Art21 New York Close Up

Weekly Roundup

Ursula von Rydingsvard

Ursula von Rydingsvard, "Bowl with Fingers," 2007–2008. © Ursula von Rydingsvard. Courtesy the artist and Galerie Lelong. Photograph by Rosalyn and Michael Bodycomb.

In this week’s roundup, Ursula von Rydingsvard is obsessed with wood, Do-Ho Suh incites dreaming, Andrea Zittel explores fragmented patterning, LaToya Ruby Frazier takes on Levi’s, and more.

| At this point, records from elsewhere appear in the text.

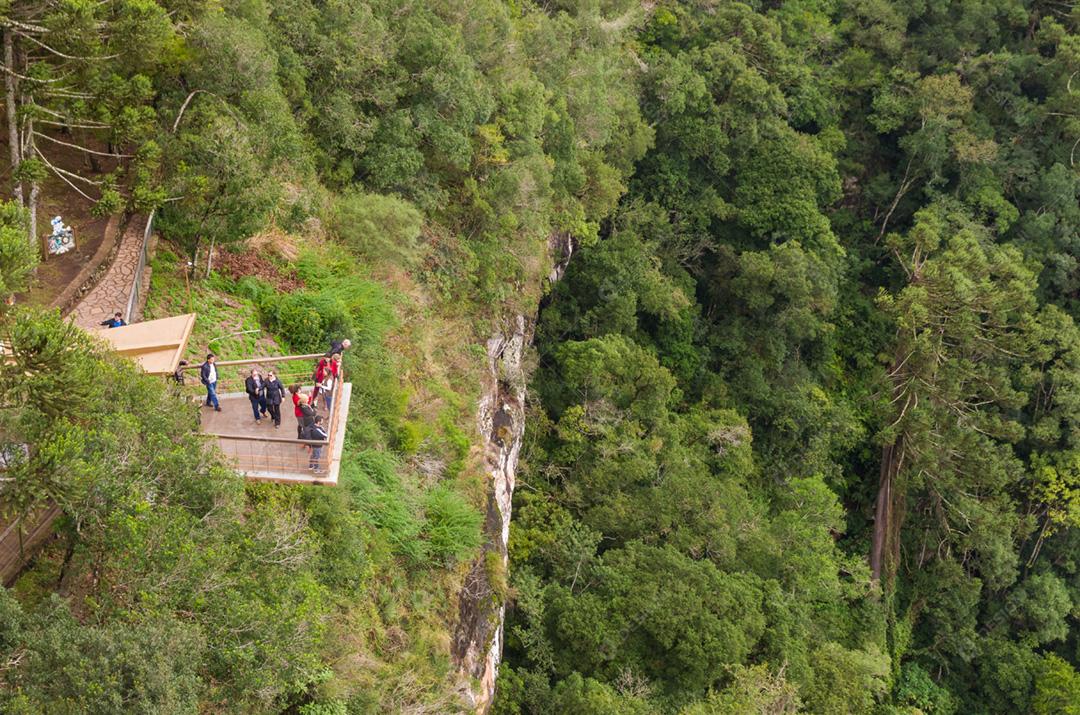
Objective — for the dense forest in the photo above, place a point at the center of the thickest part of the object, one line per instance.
(804, 417)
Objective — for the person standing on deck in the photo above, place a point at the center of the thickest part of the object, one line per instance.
(326, 387)
(338, 347)
(255, 387)
(274, 394)
(297, 395)
(207, 375)
(316, 431)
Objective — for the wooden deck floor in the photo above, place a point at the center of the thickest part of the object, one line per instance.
(265, 453)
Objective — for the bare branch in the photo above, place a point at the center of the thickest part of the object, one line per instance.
(61, 173)
(81, 148)
(61, 54)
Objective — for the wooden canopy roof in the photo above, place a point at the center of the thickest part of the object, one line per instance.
(157, 346)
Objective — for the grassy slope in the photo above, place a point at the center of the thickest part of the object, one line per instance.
(410, 434)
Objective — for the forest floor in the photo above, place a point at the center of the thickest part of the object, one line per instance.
(58, 199)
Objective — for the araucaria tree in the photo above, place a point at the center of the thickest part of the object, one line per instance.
(77, 84)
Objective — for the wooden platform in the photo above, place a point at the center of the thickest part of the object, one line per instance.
(262, 453)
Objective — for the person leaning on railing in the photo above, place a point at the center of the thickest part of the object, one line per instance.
(274, 393)
(297, 395)
(255, 387)
(315, 431)
(329, 381)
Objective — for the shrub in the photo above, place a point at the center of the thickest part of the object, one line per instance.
(453, 526)
(378, 228)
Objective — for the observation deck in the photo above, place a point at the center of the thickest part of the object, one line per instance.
(261, 452)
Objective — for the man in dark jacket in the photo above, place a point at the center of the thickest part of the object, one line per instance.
(207, 375)
(307, 415)
(274, 394)
(255, 388)
(338, 346)
(116, 321)
(316, 431)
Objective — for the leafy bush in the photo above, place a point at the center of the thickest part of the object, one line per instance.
(453, 526)
(378, 228)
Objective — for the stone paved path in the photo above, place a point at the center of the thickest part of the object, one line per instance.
(112, 292)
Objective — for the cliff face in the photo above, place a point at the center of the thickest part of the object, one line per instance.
(478, 636)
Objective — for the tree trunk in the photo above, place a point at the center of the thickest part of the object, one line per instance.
(883, 543)
(10, 90)
(32, 207)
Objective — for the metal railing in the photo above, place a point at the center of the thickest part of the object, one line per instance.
(273, 454)
(137, 279)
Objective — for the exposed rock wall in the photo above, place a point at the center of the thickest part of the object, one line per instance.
(478, 636)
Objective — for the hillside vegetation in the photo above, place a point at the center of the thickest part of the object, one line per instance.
(802, 431)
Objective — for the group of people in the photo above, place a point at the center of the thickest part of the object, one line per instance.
(266, 394)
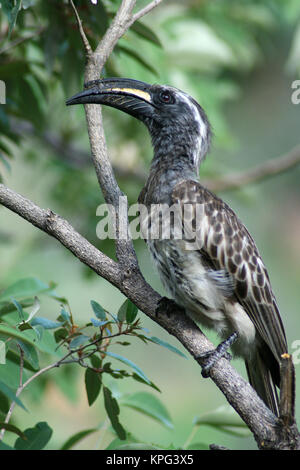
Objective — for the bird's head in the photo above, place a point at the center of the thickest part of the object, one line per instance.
(169, 113)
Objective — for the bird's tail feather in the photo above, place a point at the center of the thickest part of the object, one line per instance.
(261, 377)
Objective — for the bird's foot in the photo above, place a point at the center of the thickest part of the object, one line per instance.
(166, 306)
(208, 359)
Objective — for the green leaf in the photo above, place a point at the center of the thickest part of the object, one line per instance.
(128, 311)
(45, 323)
(155, 340)
(12, 428)
(78, 341)
(98, 310)
(19, 309)
(223, 418)
(35, 309)
(8, 307)
(5, 446)
(36, 438)
(47, 344)
(65, 315)
(98, 323)
(146, 33)
(93, 381)
(8, 392)
(29, 353)
(149, 405)
(73, 440)
(130, 364)
(136, 446)
(113, 411)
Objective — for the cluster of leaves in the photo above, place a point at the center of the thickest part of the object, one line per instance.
(25, 336)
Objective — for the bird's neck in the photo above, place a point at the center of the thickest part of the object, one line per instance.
(175, 159)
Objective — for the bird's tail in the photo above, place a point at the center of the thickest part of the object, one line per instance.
(263, 373)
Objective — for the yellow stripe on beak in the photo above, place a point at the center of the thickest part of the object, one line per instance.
(133, 91)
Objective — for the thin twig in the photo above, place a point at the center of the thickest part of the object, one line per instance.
(20, 388)
(84, 38)
(144, 11)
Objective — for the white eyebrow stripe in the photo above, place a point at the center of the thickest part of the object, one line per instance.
(197, 116)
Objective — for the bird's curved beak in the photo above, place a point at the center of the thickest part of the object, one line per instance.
(128, 95)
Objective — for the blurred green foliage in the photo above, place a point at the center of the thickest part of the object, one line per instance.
(209, 49)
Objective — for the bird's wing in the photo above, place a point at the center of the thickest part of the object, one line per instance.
(227, 245)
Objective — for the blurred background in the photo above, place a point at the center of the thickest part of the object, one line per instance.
(238, 58)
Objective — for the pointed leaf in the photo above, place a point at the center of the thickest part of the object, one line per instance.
(36, 438)
(35, 309)
(8, 392)
(78, 341)
(12, 428)
(46, 323)
(130, 364)
(113, 410)
(93, 382)
(98, 310)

  • Do-Ho Suh‘s “Staircase – Pulitzer Version” is on view at the Pulitzer Foundation for the Arts (St. Louis).  This is part of Dreamscapes, an exhibition that incites questions about the act of dreaming – a succession of thoughts, images, sounds or emotions, which the mind experiences during sleep.  A free web catalogue is also available.  The show closes August 13.
  • Carrie Mae Weems‘s photography will soon be on view at the Flomenhaft Gallery (NYC) as part of the Portraits Group Exhibition.  Combining photographs with texts of African American lore, Weems reaches out to the earliest times when slaves were brought to America.  The exhibition opens on August 12.
  • Andrea Zittel is currently featured in Pattern of Habit at Sprüth Magers Berlin (Germany).  Zittel’s new work examines how “psychological structures, thought systems and beliefs are manifested as physical objects in the world that we create around ourselves.”  The show is an exploration of fragmented patterning and ways that people order and compartmentalize time.  This exhibition is on view through September 10.
  • Ursula von Rydingsvard has work on view at the DeCordova Museum’s sculpture park in Massachusetts.  Ursula von Rydingsvard: Sculpture features the artist’s obsession with raw, fragrant cedar wood.  Her woodwork is part of a connection to a long line of Polish peasant farmers for whom wood provided basic shelter and tools to work the land.  This exhibition runs through August 28.
  • Mark your calendars.  The Museum of Contemporary Art Chicago will house post-emerging contemporary artists beginning with Rashid Johnson in Spring 2012.  Rashid Johnson: Message to Our Folks is the artist’s first major museum solo exhibition.  Johnson’s work explores legacies of black intellectual and popular figures through various media rooted in his identity as a black man in the U.S.  The show will run April 7 – August 5, 2012.